Prior to obtaining consent, physicians must provide information about the nature of the treatment, its expected benefits, its material risks and material side effects, alternative courses of action and the likely consequences of not having the treatment.[6]

Finally, the PAD Policy confirms that the CPSO’s existing policy on Medical Records[7] applies to physician-patient encounters concerning PAD. Where a patient has requested PAD, the physician must document each element of the patient’s assessment in accordance with the criteria outlined above. Further, all oral and written requests for PAD, as well as the dates of these requests, must be documented in the medical record. A copy of the patient’s written request must also be included. The CPSO also expresses its support in the PAD Policy for the establishment of a “formal oversight and reporting mechanism” that would collect data on PAD, and advocates that a data collection mechanism form part of any government framework.

Similar policies and guidance from the College of Nurses of Ontario[8] and the Ontario College of Pharmacists[9] (and their equivalents in other provinces) which previously focused only on the criteria established in Carter 2015, will also now need to be reconciled with Bill C-14.

In addition to the health regulatory colleges, the Canadian Medical Protective Association (CMPA) has issued a guidance document on End-of-life care: Medical-legal issues[10] (the “CMPA Guidance”) that is specifically focused on PAD and which will also now need to be reconciled with Bill C-14. Some of the issues and advice summarized and set out in the CMPA includes the following:

  • Doctors want a robust process to correctly identify patients who may qualify for PAD and who are clearly capable of meeting the legal consent requirements. (Whether constitutional, Bill C-14, together with college policies, now provides for such a robust process.)
  • While the Supreme Court ruling is clear that doctors cannot be compelled to end a patient’s life, the Court acknowledged legislators and the Colleges must find a way to reconcile the rights of both patients and physicians. (In Ontario at least, this issue is addressed under existing college policies on conscientious objection.)
  • From the CMPA’s perspective, allegations of inadequate consent and the failure to adequately document the consent discussion are recurring themes in medical-legal cases.
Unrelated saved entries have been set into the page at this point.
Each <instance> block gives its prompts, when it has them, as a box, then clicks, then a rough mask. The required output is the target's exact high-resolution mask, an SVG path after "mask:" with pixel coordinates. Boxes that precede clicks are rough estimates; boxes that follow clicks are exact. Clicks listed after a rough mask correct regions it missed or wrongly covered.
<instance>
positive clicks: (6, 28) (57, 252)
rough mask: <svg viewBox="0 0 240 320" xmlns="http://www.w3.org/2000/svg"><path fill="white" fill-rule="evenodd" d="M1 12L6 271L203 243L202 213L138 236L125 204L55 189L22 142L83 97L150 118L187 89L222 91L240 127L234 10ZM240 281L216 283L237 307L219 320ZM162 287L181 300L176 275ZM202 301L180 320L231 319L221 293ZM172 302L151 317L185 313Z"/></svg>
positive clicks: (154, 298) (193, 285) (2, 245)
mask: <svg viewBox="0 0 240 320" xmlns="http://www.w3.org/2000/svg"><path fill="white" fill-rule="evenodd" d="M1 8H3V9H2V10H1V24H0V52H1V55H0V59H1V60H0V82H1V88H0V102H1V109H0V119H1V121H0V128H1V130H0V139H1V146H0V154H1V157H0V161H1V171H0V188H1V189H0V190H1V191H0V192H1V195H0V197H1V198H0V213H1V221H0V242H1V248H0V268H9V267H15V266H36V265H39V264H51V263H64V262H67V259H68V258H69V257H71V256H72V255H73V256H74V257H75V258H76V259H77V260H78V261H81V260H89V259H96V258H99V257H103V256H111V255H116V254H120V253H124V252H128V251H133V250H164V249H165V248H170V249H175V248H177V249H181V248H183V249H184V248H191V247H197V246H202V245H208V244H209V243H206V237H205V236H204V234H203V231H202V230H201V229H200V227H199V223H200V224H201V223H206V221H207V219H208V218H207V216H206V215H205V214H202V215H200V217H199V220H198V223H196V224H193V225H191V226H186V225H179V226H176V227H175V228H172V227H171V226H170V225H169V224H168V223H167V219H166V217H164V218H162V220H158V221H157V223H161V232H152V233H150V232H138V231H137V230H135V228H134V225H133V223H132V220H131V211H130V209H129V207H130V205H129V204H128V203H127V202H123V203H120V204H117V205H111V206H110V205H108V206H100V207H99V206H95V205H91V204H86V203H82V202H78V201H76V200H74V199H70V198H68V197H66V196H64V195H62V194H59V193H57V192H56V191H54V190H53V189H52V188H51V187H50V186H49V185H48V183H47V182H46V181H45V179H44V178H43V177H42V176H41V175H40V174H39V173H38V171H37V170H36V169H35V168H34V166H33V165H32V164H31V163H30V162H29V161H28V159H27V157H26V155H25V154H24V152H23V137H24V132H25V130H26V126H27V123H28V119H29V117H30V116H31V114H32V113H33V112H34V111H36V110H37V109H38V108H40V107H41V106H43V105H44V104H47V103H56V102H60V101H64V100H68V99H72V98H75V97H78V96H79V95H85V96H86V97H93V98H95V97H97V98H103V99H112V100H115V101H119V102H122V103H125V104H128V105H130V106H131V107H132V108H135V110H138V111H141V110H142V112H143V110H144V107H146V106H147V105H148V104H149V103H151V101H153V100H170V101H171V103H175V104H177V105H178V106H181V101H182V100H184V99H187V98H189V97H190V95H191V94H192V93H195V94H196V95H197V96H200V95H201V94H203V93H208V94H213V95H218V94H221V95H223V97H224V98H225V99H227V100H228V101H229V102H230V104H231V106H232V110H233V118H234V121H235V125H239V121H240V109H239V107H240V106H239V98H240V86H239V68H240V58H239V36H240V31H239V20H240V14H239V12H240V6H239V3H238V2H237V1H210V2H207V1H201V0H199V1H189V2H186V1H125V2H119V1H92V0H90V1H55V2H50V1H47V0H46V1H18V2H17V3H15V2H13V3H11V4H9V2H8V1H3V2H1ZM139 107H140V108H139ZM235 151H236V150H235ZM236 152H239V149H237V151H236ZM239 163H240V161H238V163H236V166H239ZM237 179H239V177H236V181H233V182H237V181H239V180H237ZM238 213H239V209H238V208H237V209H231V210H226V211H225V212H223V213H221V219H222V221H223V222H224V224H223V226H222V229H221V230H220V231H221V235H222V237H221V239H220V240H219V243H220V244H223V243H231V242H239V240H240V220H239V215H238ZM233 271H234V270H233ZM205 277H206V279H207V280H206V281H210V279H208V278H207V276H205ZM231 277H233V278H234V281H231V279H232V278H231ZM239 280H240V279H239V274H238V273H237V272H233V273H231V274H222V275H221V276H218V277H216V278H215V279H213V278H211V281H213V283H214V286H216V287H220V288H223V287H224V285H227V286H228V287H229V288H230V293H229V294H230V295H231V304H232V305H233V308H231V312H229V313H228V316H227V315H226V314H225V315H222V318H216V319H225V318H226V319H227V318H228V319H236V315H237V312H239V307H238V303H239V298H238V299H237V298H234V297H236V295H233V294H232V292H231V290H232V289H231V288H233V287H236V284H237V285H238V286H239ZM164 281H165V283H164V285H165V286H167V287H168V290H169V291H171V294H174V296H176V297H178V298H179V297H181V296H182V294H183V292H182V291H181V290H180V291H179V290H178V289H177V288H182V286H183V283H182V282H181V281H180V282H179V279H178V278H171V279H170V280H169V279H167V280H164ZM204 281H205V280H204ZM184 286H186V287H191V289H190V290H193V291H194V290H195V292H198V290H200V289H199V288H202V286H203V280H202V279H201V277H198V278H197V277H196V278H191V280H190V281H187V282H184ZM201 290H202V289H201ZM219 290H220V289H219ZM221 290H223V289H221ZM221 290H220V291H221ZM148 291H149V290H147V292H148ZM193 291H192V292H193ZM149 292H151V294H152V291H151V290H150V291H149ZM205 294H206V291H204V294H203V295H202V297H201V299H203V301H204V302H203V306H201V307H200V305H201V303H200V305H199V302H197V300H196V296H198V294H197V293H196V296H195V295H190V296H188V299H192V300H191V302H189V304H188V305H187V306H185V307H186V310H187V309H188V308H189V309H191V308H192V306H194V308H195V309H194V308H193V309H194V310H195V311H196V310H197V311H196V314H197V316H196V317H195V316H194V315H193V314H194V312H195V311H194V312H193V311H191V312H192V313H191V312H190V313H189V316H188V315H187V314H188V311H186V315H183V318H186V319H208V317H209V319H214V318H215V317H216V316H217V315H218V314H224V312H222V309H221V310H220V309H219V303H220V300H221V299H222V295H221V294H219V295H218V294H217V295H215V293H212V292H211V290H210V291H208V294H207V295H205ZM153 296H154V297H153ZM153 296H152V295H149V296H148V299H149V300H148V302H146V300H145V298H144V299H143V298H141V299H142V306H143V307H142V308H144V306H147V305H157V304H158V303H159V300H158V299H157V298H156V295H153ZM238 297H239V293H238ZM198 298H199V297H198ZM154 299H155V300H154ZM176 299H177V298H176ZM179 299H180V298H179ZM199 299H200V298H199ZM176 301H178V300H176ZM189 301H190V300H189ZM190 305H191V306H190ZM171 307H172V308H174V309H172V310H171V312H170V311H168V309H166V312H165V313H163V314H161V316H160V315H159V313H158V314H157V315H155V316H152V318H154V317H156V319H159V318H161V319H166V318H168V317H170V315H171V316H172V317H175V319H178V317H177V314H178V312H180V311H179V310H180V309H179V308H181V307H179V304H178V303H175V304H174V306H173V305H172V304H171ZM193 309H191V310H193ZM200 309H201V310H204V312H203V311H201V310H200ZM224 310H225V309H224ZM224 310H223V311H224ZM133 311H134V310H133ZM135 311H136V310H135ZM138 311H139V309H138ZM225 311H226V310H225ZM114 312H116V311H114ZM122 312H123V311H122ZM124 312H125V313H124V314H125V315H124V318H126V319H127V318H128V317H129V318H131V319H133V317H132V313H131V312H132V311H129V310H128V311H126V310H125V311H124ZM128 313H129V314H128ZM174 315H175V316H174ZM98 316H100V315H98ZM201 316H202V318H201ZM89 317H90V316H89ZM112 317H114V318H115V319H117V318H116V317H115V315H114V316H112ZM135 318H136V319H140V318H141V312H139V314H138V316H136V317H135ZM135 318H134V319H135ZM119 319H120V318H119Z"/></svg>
Doctors should therefore be familiar with relevant legislation and policies, and document consent discussions and decisions in the medical record (i.e., including regarding capacity). (This documentation will be critical to defending any criminal charges under Bill C-14 or civil claim for wrongful death by the estate of an individual who has received MAID.)

Bill C-14 does not reconcile the competing Charter rights of access to MAID by patients and conscientious objection by practitioners (except to state that nothing in Bill C-14 compels an individual to provide or assist in providing MAID) – this reconciliation will be left up to health regulatory colleges, health facilities, and the common law (i.e., CPSO’s policy on Professional Obligations and Human Rights). In those provinces that do not currently recognize a “duty to refer” for conscientiously objecting practitioners, Bill C-14 will present medico-legal (informed consent), “duty to warn” and/or medico-ethical challenges.


[5] Sean Fine, “Christian doctors challenge Ontario’s assisted-death referral requirement”, The Globe and Mail (22 June 2016) online: theglobeandmail.com http://www.theglobeandmail.com/news/national/christian-doctors-challenge-ontarios-assisted-death-referral-policy/article30552327/.

[6]     CTT Policy, supra note 31 at p 8.